O criativo conseguia fazer um país inteiro ouvir a mesma mensagem.
Os gênios, como Olivetto, tornaram-se inesquecíveis.
Mas essa já não é mais a nossa realidade. Bastaram 3 invenções para o mundo como conhecemos mudar completamente num espaço de pouquíssimos anos:
A internet de alta velocidade
O iPhone
As redes sociais
Foi o que bastou para a dinâmica de consumo mudar.
Saem as TVs e entram os feeds alimentados pelos seus algorítmos.
Em vez de uma programação para um Brasil inteiro, temos 200 milhões de programações diferentes para cada usuário — um termo apropriado, diga-se de passagem.
200 milhões de pessoas que vem programas diferentes, em horários diferentes e que são impactadas por anúncios diferentes.
Não é por menos que de tempos para cá nenhum anúncio pareça se destacar.
Consumimos tanto conteúdo, e conteúdo do mundo inteiro, que nada tem tempo de repousar em nossa memória.
Se vemos um anúncio, logo vemos outros 3, 5, 10.
Vemos tantos anúncios que não ver anúncios se tornou um dos maiores e melhores argumentos de vendas — eu mesmo pago por duas assinaturas com esse objetivo: YouTube Premium e meu Duolingo para meus passatempos em italiano.
Mas talvez esse seja o impacto menos nocivo dessas milhares de TVs em nossos bolsos.
Enquanto refletia nesses assuntos, fiquei questionando que eventos conseguem, hoje, unir todo um país.
Não digo “unir” no sentido de se abraçar e concordar e viver felizes como em um cartaz dos Testemunhas de Jeová.
Digo “unir” no sentido de “o país inteiro está falando disso".
O primeiro exemplo que me veio foram as competições esportivas.
Ao longo das 2 semanas de Olimpíadas, não havia espaço para catástrofes ou outras notícias.
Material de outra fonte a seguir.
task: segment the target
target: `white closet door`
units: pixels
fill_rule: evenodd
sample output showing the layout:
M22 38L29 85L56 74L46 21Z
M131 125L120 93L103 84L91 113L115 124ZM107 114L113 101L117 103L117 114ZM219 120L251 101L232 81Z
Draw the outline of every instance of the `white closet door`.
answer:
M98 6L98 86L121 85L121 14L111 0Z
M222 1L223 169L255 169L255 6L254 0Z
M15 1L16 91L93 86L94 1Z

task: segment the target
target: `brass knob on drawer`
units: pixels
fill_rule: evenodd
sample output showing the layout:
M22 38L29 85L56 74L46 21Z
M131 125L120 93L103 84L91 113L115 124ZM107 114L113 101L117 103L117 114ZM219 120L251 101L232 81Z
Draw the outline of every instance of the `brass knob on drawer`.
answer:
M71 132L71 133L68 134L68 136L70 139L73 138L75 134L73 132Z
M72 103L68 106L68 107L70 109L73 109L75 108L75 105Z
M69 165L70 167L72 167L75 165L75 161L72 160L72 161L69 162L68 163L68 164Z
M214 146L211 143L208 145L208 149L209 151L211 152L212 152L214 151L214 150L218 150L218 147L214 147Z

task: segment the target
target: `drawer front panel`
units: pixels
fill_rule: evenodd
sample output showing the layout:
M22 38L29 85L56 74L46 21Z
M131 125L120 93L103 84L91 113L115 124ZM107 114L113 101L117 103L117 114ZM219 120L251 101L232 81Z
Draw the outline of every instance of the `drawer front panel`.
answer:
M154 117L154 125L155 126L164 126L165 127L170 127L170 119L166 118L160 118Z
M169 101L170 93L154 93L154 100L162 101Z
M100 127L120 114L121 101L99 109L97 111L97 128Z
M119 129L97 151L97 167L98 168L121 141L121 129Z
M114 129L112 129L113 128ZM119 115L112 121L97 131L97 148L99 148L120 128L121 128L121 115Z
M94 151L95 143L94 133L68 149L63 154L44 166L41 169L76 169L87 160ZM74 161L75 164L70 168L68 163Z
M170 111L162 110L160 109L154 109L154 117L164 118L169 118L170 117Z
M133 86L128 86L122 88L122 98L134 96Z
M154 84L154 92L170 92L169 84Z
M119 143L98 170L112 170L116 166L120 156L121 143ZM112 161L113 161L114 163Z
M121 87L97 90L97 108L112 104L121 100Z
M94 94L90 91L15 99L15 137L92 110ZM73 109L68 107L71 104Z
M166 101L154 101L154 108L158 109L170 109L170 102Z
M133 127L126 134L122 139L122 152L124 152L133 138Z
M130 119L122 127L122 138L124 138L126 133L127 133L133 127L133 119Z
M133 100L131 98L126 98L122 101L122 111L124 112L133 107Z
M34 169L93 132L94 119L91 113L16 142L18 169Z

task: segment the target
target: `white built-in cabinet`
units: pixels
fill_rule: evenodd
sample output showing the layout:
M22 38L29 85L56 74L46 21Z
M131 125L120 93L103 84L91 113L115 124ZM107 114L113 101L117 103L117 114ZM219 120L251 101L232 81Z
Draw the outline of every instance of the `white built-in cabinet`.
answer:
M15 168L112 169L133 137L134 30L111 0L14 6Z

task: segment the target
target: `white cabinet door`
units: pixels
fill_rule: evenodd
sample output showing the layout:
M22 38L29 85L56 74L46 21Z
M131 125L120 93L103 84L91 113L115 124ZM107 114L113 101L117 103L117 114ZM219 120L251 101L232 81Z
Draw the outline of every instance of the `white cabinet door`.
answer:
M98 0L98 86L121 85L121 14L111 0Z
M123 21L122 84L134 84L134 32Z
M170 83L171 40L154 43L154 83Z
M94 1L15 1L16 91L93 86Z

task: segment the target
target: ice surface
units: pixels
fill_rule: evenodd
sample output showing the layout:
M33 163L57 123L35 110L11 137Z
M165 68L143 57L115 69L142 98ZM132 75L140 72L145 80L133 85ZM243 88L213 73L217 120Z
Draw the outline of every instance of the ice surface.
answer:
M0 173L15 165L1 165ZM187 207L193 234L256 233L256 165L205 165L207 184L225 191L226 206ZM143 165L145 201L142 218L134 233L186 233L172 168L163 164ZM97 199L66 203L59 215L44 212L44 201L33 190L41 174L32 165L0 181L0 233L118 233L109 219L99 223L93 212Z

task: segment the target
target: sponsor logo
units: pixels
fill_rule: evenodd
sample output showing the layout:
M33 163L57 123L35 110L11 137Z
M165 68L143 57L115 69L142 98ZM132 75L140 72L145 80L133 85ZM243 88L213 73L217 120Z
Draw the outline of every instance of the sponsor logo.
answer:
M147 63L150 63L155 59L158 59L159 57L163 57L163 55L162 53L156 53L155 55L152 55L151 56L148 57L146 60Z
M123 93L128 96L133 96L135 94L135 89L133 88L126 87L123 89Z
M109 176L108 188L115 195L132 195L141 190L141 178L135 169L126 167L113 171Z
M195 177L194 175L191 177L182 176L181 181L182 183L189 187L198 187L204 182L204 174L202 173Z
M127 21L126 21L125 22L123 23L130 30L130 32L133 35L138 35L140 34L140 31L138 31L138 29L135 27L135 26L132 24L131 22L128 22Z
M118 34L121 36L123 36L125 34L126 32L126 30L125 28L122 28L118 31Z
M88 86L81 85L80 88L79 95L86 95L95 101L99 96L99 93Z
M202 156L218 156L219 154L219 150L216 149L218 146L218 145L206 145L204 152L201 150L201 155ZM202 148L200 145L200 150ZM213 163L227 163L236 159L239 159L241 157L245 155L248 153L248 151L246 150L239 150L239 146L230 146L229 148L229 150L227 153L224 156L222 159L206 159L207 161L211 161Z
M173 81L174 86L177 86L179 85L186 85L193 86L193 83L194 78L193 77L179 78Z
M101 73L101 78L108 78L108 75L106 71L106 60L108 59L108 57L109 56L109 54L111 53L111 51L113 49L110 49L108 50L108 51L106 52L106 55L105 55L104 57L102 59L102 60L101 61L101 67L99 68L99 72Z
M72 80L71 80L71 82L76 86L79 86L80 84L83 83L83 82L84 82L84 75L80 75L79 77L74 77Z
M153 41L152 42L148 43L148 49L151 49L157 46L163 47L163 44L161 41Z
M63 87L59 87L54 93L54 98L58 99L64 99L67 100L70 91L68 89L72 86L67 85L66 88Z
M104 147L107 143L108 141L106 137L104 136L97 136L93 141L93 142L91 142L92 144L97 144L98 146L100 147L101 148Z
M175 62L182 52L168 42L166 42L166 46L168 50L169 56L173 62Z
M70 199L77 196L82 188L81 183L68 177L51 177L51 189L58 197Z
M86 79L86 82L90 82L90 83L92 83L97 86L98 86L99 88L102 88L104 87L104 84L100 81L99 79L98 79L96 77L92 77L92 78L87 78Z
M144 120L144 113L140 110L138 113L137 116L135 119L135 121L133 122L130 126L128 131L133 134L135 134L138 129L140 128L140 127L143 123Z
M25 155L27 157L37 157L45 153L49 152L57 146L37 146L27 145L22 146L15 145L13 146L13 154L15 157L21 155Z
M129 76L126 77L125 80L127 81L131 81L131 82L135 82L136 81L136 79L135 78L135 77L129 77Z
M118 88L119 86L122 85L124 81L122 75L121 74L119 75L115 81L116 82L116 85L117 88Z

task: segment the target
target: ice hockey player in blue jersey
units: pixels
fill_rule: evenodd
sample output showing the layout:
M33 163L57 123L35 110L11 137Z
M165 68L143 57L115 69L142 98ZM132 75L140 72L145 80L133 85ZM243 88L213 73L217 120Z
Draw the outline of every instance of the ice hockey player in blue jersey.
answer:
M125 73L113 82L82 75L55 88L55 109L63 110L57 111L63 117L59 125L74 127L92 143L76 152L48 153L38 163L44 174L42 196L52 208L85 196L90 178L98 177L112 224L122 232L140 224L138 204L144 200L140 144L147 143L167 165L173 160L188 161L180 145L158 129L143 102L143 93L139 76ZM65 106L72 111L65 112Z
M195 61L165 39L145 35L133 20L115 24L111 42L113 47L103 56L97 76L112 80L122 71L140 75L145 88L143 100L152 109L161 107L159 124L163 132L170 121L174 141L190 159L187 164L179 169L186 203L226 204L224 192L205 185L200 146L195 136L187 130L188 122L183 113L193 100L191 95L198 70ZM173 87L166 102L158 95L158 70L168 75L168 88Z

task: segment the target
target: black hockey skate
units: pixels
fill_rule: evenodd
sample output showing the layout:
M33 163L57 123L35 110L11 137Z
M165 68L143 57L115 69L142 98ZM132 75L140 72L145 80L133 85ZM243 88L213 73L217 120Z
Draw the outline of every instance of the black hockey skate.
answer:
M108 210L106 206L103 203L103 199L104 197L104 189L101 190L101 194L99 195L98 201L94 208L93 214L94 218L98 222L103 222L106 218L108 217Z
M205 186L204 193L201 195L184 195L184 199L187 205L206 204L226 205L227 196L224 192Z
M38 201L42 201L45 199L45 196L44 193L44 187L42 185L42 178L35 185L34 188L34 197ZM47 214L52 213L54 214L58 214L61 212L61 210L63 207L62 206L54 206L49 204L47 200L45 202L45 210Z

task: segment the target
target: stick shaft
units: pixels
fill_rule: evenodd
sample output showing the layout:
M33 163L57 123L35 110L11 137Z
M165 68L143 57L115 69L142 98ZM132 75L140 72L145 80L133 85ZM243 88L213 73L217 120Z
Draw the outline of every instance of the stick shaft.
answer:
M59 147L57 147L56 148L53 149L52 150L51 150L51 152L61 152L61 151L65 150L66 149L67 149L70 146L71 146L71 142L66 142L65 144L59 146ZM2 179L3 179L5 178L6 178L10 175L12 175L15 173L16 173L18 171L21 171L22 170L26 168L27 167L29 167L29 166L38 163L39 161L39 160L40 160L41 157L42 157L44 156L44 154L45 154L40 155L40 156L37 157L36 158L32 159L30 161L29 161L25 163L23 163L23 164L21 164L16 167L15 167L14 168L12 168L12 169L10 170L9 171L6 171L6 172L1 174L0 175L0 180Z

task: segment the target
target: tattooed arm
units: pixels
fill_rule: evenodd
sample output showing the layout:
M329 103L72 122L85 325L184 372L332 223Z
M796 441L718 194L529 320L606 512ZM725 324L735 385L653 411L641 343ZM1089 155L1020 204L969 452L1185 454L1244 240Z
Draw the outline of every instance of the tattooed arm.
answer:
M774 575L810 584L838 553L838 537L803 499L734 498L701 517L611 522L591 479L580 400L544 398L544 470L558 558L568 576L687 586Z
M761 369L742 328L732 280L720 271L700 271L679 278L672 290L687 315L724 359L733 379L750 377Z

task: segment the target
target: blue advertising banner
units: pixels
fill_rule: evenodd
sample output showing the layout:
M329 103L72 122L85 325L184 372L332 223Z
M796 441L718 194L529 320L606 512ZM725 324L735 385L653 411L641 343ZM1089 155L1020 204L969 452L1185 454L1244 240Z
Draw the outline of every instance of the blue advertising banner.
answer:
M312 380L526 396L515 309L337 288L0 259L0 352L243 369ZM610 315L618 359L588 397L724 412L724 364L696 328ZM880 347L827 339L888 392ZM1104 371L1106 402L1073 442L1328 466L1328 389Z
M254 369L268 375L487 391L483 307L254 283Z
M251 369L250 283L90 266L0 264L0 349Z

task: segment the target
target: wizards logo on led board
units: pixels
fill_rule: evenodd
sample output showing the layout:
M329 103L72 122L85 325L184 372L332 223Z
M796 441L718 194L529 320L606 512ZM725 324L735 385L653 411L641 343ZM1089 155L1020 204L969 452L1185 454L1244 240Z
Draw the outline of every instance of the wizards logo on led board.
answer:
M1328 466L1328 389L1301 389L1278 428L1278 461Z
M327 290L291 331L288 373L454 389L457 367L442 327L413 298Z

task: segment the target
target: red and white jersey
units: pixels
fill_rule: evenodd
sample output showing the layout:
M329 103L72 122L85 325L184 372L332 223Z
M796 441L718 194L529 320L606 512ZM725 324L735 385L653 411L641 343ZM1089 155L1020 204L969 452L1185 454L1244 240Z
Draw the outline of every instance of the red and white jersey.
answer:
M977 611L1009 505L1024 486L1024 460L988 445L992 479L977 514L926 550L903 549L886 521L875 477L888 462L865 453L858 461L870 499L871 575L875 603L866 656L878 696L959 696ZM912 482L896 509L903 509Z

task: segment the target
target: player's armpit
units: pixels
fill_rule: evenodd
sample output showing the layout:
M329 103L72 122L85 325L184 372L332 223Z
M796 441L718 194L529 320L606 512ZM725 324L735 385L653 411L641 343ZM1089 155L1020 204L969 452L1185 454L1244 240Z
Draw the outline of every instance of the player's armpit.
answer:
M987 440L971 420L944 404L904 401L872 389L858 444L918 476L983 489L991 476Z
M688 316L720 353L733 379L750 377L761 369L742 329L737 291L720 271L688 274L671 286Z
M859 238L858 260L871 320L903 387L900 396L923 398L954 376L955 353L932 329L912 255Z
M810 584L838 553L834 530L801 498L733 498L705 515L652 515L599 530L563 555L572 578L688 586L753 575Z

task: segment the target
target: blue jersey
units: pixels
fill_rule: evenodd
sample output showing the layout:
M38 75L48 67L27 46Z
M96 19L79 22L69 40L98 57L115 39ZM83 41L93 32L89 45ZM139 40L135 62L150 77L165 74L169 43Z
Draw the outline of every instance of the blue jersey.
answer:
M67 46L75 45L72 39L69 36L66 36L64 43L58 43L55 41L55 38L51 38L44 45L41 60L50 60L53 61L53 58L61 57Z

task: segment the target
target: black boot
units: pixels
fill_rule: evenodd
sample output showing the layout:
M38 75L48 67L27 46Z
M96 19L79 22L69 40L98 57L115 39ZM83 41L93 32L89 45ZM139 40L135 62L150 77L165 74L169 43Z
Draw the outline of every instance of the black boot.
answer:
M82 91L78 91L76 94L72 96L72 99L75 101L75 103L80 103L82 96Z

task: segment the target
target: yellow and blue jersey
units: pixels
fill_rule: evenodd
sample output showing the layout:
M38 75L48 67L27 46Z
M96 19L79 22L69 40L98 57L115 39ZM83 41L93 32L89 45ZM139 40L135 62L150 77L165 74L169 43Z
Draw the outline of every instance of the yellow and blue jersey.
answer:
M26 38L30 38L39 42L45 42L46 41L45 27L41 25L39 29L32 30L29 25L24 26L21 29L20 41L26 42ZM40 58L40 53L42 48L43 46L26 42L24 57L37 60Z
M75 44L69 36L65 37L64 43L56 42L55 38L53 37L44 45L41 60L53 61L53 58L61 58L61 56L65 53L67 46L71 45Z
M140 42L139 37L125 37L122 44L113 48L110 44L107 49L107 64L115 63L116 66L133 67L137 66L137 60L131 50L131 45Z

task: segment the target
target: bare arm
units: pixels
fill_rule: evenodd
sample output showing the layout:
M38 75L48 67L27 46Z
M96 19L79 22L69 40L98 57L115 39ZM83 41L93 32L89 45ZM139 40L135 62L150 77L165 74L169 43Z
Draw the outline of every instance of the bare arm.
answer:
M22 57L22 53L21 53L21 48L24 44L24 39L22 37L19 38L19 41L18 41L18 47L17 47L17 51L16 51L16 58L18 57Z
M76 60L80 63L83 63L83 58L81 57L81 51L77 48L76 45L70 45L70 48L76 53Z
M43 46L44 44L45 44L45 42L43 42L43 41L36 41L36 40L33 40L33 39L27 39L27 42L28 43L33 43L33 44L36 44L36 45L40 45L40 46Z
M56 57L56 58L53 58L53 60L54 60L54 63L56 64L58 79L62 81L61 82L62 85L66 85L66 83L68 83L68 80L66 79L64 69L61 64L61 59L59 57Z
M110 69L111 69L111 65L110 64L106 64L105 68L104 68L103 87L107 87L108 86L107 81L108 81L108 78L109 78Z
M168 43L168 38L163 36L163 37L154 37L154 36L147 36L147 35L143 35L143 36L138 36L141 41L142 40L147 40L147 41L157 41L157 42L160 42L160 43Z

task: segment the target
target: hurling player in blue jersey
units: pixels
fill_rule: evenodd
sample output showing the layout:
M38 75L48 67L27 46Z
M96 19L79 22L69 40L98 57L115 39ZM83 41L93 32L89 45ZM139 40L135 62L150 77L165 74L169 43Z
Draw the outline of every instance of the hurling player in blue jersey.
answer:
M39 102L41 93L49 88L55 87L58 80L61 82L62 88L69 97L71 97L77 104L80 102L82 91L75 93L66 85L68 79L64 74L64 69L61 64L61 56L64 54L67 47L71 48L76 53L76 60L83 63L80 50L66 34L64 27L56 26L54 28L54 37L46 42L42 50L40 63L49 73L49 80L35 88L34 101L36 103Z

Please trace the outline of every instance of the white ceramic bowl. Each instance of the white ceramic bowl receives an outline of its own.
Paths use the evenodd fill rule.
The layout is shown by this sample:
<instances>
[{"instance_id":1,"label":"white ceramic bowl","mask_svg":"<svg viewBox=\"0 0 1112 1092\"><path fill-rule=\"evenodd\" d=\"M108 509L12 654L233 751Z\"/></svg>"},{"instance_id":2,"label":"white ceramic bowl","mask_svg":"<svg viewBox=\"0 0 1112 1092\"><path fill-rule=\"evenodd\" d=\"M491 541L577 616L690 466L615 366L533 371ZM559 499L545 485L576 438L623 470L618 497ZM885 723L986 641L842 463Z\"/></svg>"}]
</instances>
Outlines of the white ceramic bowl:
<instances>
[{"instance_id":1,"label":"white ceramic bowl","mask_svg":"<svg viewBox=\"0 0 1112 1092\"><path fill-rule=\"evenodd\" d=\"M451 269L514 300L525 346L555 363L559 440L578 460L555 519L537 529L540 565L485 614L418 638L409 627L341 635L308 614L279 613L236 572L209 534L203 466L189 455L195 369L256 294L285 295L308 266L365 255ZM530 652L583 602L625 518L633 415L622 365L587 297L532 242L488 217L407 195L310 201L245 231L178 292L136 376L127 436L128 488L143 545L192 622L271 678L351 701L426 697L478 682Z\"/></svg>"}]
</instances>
Apenas o ouro importava.
Da mesma forma, durante a Copa do Mundo, os 200 milhões de nós calçamos nossas chuteiras e nos preparamos para nos decepcionar mais uma vez, mas vivemos aquilo com intensidade.
Se não me engano, o Olavo de Carvalho falava na união nacional causada pela devoção a Nossa Senhora Aparecida e pelas festas de São João.
Talvez algo semelhante, mas em menor escala, aconteça ainda com algumas edições do Big Brother Brasil. Nas novelas, talvez a última que ocupou esse posto foi Avenida Brasil.
Mas, infelizmente, há outro evento que une os brasileiros e que acontece a cada 4 anos: eleições.
Talvez isso ajude a explicar um pouco tantos conflitos. Temos tão poucas experiências que nos unifiquem que acabamos unidos apenas quando estamos mais divididos.
Não é minha missão aqui querer explicar qualquer coisa, muito menos apontar soluções.
Quero apenas registrar esse pensamento.
Um pensamento que me veio quando soube da morte do Sr. Olivetto.
No mesmo ano em que Silvio Santos partiu, talvez esse seja, de fato, o marco do fim de uma era.
Um grande abraço,
Catapan
P.S.: Como disse na semana passada, estou relendo O Senhor dos Anéis pela sexta ou sétima vez. E, mais uma vez, reluto em ler os capítulos de Moira pensando na ruína de Gandalf, mesmo sabendo do desenrolar da história! Que coisa maluca, não?